Both parameters most be positive, i.e., $shape, scale > 0$. The «scale» parameter is optional and defaults to 1.

### Weibull(shape, scale, over)

The distribution function. Use this to define a chance variable or other uncertain quantity as having a Weibull distribution.

You can use the optional «over» parameter to generate independent and identically distributed distributions over one or more indicated indexes.

### DensWeibull(x, shape, scale )

The density on $x\ge 0$ is given by:

$p(x) = {{shape}\over{scale}} \left({x\over{scale}}\right)^{shape-1} \exp\left(-(x/{scale})^{shape}\right)$

### CumWeibull(x, shape, scale )

The Weibull distribution has a cumulative density on $x\ge 0$ given by:

$F(x) = 1 - \exp\left({-\left({x\over{scale}}\right)^{shape}}\right)$

and F(x) = 0 for x < 0.

### CumWeibullInv(p, shape, scale )

The inverse cumulative distribution, or quantile function. Returns the «p»th fractile/quantile/percentile.

$F^{-1}(p) = scale * \left( \ln\left( 1\over{1-p} \right)\right)^{1/shape}$

## Statistics

The theoretical statistics (i.e., without sampling error) for the Weibull distribution are as follows. I use $\alpha = 1/shape$ and $\beta = scale$.

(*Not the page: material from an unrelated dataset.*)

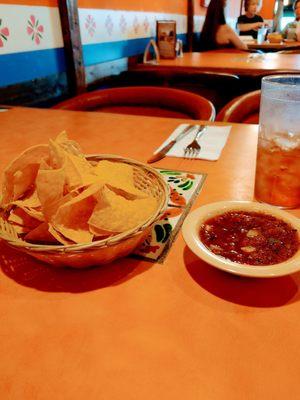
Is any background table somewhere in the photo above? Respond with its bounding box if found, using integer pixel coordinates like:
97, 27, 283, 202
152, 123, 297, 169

• Mean = $\beta \Gamma\left( 1 + \alpha\right)$
• Mode = $\left\{ \begin{array}{ll} \beta \left( 1 - \alpha \right)^\alpha & \alpha>1 \\ 0 & \alpha \leq 1 \end{array}\right.$
• Median = $\beta \left( \ln 2\right)^\alpha$
• Variance = $\beta^2 \Gamma(1+2\alpha) - \left(\beta \Gamma(1+\alpha)\right)^2$

## Parameter Estimation

Suppose you have sampled historic data in Data, indexed by I, and you want to find the parameters for the best-fit Weibull distribution. The parameters can be estimated using a linear regression as follows:

Index bm := ['b', 'm'];
Var Fx := (Rank(Data, I) - 0.5)/Size(I);
Var Z := Ln(-Ln(1 - Fx));
Var fit := Regression(Z, Array(bm, [1, Ln(Data)]), I, bm);
Var shape := fit[bm = 'm'];
Var b := fit[bm = 'b'];
Var scale := Exp(-b/shape);
[shape, scale]